Light-weight federated learning with augmented knowledge distillation for human activity recognition
Abstract
The field of deep learning has experienced significant growth in recent years in various
domains where data can be collected and processed. However, as data plays a central role in
the deep learning revolution, there are risks associated with moving the data from where it is
produced to central servers and data centers for processing. To address this issue, Federated
Learning (FL) was introduced as a framework for collaboratively training a global model on
distributed data. However, deploying FL comes with several unique challenges, including
communication overhead and system and statistical heterogeneity. While FL is inherently
private as clients don’t share local data, privacy is still a concern in the FL context since
sensitive data can be leaked from the exchanged gradients.

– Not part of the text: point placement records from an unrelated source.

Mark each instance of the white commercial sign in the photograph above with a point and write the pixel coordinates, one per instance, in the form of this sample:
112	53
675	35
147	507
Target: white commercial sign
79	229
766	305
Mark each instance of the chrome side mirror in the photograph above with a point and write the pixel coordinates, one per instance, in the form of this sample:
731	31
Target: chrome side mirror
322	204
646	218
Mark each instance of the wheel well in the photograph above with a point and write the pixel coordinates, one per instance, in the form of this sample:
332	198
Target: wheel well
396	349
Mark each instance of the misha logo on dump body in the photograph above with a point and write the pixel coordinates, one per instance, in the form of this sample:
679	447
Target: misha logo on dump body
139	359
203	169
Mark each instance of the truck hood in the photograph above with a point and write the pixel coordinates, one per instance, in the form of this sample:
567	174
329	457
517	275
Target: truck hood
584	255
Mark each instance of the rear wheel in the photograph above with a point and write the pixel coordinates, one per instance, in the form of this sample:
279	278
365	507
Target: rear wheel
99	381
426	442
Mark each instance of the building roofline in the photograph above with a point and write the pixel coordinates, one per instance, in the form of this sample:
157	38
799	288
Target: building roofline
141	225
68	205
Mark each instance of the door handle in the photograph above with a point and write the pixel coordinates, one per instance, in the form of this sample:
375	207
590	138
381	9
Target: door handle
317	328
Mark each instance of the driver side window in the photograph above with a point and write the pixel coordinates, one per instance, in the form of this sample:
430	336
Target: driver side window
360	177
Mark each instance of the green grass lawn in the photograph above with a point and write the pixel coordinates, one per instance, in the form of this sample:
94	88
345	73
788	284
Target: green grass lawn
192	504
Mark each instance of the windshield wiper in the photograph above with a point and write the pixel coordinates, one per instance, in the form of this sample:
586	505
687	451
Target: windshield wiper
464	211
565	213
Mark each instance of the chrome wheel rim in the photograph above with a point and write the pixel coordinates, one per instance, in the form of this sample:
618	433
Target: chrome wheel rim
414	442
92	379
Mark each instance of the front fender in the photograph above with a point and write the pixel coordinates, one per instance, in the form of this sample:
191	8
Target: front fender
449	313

To address these challenges, this thesis proposes the incorporation of techniques such as
Knowledge Distillation (KD) and Differential Privacy (DP) with FL. Specifically, a modelagnostic FL algorithm based on KD is proposed, called the Federated Learning algorithm
based on Knowledge Distillation (FedAKD). FedAKD utilizes a shared dataset as a proxy
dataset to calculate and transfer knowledge in the form of soft labels, which are then sent
to the server for aggregation and broadcast back to clients to train on them in addition
to local training. Additionally, we elaborate on applying Local Differential Privacy (LDP)
where clients apply gradient clipping and noise injection according to the Differentially Private Stochastic Gradient Descent (DP-SGD). The FedAKD algorithm is evaluated utilizing
Human Activity Recognition (HAR) datasets in terms of accuracy and communication efficiency.